I got in crap from Grandma for the 'prison picture' - so here is a 'nice good grandson pic'...

Ciao

My new look...

2008-11-02T22:08:00.011-05:00

A good weekend...I have an appointment with Dr. Hamm (Oncologist) tomorrow and I have created my list of questions, only one page, so I should have a lot of information tomorrow. Lets keep our fingers crossed for stage 2, negative bone marrow/spinal fluid/CT/LDH. In the meantime...here are some more pictures...

...I shaved my head...

Ciao

Happy 'yawn' Halloween

2008-11-01T09:31:00.001-04:00

Very tired yesterday....napped at 10:30am for 2 hours and slept on an off during the day.

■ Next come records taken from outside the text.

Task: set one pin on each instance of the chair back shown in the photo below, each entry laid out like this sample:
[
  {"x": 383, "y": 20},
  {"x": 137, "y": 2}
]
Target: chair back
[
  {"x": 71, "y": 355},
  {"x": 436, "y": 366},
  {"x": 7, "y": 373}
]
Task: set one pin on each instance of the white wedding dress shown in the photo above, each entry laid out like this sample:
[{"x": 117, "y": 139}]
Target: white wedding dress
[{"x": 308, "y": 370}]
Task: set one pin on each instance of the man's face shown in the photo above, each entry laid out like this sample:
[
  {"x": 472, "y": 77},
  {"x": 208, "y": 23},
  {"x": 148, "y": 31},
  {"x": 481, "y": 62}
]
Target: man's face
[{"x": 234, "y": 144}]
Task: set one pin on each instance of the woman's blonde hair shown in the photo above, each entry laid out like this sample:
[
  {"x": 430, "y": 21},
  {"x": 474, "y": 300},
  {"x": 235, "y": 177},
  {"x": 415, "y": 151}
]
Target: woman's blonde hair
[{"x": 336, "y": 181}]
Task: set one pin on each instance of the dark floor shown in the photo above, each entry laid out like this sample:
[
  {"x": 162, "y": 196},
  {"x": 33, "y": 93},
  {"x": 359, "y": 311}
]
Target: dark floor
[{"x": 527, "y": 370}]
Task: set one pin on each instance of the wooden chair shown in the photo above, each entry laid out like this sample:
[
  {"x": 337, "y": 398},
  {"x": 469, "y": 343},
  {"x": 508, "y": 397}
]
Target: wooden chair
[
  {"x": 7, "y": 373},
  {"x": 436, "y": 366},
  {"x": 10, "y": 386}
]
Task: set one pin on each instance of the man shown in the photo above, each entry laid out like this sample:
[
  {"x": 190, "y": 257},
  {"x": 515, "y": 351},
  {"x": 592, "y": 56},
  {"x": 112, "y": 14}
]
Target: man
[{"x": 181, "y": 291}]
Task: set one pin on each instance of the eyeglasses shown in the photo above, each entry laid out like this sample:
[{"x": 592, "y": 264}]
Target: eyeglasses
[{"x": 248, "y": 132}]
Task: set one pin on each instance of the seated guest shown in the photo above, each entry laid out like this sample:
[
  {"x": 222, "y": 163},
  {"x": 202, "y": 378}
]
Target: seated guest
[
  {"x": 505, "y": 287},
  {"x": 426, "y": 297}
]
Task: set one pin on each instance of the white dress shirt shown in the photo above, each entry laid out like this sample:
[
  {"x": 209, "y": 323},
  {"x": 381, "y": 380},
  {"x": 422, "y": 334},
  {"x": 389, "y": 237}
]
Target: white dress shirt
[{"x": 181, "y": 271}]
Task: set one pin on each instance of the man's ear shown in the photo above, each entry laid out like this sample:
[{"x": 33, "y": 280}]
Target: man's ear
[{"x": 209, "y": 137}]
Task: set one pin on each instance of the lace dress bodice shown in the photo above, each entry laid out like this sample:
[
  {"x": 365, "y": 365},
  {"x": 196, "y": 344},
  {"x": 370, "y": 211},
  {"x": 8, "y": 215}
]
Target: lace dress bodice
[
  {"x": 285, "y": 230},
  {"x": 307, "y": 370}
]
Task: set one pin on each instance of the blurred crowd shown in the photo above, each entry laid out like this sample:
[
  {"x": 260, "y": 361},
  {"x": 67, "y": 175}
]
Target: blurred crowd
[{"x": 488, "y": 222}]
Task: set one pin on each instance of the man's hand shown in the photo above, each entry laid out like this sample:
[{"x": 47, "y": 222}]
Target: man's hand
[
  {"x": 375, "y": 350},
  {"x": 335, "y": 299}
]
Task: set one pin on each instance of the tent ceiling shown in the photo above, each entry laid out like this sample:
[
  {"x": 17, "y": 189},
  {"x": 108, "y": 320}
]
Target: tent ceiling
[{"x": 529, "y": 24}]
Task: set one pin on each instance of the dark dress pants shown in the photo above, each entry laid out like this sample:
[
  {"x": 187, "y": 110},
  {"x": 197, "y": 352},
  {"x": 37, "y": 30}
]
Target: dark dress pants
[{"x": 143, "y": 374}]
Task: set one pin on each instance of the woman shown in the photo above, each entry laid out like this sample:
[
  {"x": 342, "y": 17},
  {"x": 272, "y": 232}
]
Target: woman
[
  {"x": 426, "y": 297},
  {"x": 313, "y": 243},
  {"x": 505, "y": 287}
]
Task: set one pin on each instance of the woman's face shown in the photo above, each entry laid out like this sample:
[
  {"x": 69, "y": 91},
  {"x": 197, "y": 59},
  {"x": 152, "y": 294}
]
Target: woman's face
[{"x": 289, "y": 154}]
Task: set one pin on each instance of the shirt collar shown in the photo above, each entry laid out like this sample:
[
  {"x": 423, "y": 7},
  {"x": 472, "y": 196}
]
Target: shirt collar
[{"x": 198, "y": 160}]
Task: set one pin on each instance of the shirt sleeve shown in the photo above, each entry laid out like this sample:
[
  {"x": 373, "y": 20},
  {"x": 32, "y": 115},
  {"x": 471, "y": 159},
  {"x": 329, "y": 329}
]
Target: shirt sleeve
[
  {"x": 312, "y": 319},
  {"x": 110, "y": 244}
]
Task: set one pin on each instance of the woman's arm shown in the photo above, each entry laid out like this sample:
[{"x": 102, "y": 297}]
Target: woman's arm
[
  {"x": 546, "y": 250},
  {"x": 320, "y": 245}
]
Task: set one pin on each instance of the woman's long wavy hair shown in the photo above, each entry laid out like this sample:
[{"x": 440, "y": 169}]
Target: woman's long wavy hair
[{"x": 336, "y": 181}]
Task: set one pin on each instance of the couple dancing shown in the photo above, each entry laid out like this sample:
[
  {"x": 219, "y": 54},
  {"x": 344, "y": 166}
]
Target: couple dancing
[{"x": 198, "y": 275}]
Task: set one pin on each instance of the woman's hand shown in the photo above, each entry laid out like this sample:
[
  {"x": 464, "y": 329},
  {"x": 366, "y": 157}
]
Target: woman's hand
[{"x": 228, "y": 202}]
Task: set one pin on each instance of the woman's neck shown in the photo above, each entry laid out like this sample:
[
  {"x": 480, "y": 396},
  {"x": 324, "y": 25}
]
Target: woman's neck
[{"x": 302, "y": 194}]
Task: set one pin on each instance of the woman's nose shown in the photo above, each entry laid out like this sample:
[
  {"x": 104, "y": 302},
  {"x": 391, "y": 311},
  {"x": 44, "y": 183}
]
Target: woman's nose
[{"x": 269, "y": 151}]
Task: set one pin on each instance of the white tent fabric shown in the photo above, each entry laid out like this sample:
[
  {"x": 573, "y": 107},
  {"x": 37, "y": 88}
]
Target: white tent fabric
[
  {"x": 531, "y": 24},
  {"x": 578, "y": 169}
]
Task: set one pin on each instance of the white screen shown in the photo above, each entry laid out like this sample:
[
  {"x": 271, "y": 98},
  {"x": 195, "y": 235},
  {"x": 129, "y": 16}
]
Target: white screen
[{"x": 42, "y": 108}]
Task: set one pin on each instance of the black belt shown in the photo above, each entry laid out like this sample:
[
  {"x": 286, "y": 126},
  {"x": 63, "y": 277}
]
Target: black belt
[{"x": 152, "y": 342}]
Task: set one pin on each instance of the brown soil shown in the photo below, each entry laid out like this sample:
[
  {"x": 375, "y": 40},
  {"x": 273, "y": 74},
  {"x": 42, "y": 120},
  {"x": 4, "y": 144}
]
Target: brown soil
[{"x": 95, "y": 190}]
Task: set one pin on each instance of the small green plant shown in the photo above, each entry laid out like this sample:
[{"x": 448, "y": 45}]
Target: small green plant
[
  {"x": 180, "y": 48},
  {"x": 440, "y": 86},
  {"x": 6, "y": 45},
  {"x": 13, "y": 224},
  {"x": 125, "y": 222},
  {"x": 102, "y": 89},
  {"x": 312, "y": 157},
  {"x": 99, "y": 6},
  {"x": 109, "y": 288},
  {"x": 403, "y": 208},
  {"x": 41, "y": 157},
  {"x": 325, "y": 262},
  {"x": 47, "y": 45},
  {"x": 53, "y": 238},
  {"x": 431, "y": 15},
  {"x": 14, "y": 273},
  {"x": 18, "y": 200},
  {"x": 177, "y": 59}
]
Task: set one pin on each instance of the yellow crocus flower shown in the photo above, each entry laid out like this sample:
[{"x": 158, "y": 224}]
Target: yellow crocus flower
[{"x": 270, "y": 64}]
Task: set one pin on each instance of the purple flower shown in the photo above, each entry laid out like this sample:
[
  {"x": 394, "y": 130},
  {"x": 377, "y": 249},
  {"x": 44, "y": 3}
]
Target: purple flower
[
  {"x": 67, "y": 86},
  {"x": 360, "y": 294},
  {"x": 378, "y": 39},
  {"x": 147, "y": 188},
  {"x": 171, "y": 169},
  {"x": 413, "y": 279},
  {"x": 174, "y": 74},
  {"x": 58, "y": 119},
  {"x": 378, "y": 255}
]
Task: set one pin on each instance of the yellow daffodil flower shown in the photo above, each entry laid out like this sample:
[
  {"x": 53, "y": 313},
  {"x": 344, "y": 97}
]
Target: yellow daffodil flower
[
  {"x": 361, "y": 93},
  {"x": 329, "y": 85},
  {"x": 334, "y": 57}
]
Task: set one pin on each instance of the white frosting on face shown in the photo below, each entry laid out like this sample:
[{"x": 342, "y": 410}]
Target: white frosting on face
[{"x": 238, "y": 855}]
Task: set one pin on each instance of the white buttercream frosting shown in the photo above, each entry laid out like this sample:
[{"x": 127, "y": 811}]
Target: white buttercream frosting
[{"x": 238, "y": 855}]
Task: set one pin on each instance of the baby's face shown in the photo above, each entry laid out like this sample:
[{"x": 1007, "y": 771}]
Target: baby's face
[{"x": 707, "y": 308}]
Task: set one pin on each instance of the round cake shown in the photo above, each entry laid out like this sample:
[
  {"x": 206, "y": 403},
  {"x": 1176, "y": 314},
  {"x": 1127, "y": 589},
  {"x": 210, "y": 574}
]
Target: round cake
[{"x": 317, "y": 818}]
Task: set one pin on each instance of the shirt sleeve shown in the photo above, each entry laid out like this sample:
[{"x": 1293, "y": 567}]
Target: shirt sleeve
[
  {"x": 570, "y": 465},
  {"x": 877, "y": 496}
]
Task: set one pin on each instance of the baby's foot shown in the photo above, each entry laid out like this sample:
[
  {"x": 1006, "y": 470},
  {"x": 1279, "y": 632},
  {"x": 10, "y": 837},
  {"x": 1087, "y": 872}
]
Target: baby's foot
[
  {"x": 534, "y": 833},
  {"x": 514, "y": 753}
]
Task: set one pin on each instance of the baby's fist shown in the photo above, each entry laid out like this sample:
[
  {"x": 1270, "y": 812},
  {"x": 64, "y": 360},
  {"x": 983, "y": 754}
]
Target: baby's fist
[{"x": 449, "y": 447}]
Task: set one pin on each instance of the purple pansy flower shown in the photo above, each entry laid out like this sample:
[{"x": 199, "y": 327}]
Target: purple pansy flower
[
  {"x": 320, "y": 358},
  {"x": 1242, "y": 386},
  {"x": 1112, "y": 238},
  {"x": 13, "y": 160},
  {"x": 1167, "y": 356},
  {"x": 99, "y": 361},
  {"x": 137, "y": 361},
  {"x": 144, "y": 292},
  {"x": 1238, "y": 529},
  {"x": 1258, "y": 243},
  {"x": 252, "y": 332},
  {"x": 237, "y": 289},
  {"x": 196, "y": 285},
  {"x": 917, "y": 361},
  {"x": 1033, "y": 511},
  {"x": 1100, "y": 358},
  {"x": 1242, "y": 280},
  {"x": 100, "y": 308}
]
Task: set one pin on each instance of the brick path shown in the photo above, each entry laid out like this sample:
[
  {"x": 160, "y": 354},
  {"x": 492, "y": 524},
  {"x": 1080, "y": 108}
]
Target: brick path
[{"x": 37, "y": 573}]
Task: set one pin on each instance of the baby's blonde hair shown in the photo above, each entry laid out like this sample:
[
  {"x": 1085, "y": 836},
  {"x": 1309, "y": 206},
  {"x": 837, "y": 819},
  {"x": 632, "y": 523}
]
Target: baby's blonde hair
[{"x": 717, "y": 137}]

Then I fell asleep watching TV before 10...went to bed and woke up about an hour ago.

I'm losing my hair in small bunches that only come out if I pull them and it hadn't really affected my head ... until today. So I might be shaving my head today to control it somewhat...

The Cipro drugs I'm on don't seem to be effecting me at all unless the tiredness is related - but that is likely the low blood counts.

I'll be posting pictures for tomorrow's blog...we took a bunch of Isabella last night for Halloween...holy cute!

Are the Cancer Gods Playing a Trick on Me?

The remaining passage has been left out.